This month presents several opportunities to see live concerts and classic photos of historic ones.
Adventurous music fans should be aware of the Aratani World Series. This collaboration between Japanese American Cultural and Community Center (JACCC) and the Foundation for World Arts (World Festival of Sacred Music) offers a lineup of unique concerts between now and June 3 at the JACCC (244 S. San Pedro St., L.A.; www.festivalofsacredmusic.org). On March 11, the series hosts the African Guitar Summit, a quintet of acclaimed musicians featuring Guinean guitarist Alpha YaYa Diallo and bass and balafon player Naby Camara, Ghanaian drummer Kofi Ackah and Malagasy guitarists Donné Roberts and Madagascar Slim.

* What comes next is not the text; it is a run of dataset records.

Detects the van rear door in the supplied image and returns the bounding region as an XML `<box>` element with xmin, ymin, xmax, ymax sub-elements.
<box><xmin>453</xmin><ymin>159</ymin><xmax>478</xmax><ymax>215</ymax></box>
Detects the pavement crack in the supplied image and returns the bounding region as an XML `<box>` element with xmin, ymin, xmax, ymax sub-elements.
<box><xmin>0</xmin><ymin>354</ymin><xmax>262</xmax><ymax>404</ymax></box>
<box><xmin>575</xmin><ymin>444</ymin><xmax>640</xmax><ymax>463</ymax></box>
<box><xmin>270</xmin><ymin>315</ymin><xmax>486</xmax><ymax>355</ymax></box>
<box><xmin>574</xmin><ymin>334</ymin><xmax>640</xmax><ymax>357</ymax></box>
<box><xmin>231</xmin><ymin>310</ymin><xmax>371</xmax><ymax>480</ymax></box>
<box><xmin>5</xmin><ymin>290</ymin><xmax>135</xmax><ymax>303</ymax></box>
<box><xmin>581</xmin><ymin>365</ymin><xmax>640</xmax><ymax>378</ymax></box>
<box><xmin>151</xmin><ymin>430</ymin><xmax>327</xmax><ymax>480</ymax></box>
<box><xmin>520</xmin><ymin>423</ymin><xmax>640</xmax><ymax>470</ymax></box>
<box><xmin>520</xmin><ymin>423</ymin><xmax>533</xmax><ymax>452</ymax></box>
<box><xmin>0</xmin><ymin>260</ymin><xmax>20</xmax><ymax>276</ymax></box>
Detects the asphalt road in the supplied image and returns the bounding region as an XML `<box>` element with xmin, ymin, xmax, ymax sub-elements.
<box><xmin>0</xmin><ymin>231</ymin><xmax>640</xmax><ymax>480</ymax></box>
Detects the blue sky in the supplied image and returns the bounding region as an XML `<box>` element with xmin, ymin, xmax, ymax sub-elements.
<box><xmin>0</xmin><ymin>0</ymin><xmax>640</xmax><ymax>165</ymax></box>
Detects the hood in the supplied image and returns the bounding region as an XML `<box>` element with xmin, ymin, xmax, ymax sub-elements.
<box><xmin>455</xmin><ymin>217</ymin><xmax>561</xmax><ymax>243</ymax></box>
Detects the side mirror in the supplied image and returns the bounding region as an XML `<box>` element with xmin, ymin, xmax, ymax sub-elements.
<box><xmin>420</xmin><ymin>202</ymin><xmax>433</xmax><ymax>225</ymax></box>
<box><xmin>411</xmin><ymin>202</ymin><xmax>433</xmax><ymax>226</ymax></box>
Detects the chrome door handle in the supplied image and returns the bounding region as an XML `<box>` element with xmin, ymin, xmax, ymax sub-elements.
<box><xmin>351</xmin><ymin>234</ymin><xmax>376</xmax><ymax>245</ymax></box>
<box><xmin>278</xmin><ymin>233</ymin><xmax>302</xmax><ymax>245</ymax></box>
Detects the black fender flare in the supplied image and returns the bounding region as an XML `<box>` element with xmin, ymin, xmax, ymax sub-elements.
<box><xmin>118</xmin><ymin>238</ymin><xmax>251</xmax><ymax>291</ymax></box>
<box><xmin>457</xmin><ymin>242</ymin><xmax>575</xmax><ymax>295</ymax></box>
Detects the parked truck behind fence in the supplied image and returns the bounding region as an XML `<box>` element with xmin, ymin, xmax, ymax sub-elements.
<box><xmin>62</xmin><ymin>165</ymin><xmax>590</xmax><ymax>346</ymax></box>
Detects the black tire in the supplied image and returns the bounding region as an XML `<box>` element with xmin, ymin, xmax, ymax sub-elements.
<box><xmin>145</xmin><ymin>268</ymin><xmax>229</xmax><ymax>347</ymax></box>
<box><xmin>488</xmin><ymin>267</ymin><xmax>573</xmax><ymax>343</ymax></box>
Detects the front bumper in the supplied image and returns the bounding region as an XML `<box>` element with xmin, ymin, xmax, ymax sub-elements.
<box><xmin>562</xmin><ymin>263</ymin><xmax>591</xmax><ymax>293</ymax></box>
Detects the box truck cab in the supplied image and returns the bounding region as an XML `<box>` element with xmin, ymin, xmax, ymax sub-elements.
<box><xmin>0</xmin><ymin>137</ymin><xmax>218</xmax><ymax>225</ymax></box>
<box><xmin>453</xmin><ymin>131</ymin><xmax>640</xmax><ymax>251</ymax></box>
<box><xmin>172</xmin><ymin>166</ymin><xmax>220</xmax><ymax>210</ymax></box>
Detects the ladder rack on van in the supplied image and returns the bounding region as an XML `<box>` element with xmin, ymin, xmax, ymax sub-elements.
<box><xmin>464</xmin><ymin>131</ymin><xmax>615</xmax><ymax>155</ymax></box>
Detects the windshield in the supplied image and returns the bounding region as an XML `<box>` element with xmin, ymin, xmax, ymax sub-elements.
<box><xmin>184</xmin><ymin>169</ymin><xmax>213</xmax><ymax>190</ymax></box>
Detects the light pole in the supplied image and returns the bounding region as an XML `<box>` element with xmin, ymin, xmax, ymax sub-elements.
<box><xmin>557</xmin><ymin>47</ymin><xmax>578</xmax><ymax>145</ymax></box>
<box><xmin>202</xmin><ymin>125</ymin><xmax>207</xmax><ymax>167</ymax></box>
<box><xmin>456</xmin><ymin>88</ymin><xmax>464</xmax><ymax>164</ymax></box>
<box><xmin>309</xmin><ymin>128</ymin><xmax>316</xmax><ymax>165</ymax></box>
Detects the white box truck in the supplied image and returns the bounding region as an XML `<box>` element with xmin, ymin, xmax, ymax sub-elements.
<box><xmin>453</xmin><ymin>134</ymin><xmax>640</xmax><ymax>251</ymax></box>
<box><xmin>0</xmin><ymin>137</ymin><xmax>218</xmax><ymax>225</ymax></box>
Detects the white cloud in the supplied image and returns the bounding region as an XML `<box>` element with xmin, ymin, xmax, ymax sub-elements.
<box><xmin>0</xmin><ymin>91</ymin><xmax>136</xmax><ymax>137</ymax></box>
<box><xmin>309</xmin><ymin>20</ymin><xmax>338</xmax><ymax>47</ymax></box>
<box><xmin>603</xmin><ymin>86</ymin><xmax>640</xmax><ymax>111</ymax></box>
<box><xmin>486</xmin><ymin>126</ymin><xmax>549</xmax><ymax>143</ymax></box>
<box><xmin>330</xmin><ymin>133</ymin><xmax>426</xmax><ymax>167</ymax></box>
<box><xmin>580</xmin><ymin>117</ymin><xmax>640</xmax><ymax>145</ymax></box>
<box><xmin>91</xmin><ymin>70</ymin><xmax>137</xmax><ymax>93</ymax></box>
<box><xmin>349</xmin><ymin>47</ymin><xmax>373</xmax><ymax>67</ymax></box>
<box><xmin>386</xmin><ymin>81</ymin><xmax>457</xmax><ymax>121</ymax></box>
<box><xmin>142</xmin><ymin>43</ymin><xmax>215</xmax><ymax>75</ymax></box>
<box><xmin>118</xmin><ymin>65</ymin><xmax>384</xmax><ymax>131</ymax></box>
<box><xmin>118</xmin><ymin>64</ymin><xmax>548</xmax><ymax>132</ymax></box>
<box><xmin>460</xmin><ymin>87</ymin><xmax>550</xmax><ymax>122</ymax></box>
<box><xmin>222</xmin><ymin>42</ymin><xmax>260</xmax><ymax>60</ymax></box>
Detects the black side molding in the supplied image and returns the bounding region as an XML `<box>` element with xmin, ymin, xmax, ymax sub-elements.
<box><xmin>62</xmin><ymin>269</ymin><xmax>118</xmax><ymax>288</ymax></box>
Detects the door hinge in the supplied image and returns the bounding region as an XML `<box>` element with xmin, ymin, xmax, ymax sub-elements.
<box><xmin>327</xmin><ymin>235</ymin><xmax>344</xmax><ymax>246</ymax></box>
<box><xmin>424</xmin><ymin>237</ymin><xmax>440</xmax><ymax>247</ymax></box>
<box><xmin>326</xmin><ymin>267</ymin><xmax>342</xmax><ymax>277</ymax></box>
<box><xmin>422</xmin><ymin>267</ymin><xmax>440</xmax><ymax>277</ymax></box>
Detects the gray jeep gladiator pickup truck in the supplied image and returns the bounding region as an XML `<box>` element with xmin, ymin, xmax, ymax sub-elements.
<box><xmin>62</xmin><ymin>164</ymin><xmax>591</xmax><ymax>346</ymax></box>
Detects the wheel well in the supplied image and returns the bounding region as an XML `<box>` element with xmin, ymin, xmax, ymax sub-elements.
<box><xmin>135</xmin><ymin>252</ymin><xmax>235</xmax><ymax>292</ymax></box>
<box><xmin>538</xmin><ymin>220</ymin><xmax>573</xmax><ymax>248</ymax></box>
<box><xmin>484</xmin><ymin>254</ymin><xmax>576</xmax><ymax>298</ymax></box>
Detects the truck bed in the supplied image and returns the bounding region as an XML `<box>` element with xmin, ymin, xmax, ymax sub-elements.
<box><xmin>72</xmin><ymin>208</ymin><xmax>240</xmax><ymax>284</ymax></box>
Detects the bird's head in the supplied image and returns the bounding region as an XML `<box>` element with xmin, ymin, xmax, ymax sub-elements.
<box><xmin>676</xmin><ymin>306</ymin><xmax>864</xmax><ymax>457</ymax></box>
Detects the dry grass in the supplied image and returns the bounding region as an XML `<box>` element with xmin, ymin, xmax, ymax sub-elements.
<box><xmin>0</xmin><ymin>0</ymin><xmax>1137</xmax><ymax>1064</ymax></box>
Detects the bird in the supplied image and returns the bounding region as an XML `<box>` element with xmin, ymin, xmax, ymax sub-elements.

Other Aratani shows include a night of Myanmar music April 1 with the world-renowned Kyaw Kyaw Naing playing the intricate Pat Waing drums, an Indian dance concert from the Shakti Dance Company April 15, the Mansaku-No-Kai Kyogen Company’s classic Japanese theater performance May 6-7 and “Cambalache,” a unique collaboration between East L.A. and Veracruz artists June 3. Admission is $15-$35, and all shows start at 7 p.m. except the May 7 performance, which starts at 4 p.m.
African music can also be enjoyed at Caltech’s Beckman Auditorium (332 S. Michigan Ave., Pasadena; www.caltech.edu/calendar/public-events). At 8 p.m. March 10, Noura Mint Seymali, who has been called the best female artist in North Africa, plays music of Moorish griot. Admission is $25 adults, $10 children.
The Grammy Museum (800 W. Olympic Blvd., L.A.; www.grammymuseum.org), meanwhile, offers a look back at the Summer of Love with its new exhibit “Jim Marshall’s 1967.” Marshall, one of rock’s preeminent photographers, lived in San Francisco during 1967 and captured that landmark year through his camera lens. This exhibit features his photos of such legendary musical acts as the Grateful Dead, Jefferson Airplane and Jimi Hendrix. This show, which runs from March 10-May 17, is a rockin’ way for parents and children to explore that extraordinary time in American cultural history. Admission: $12.95 adults, $10.85 ages 6-17.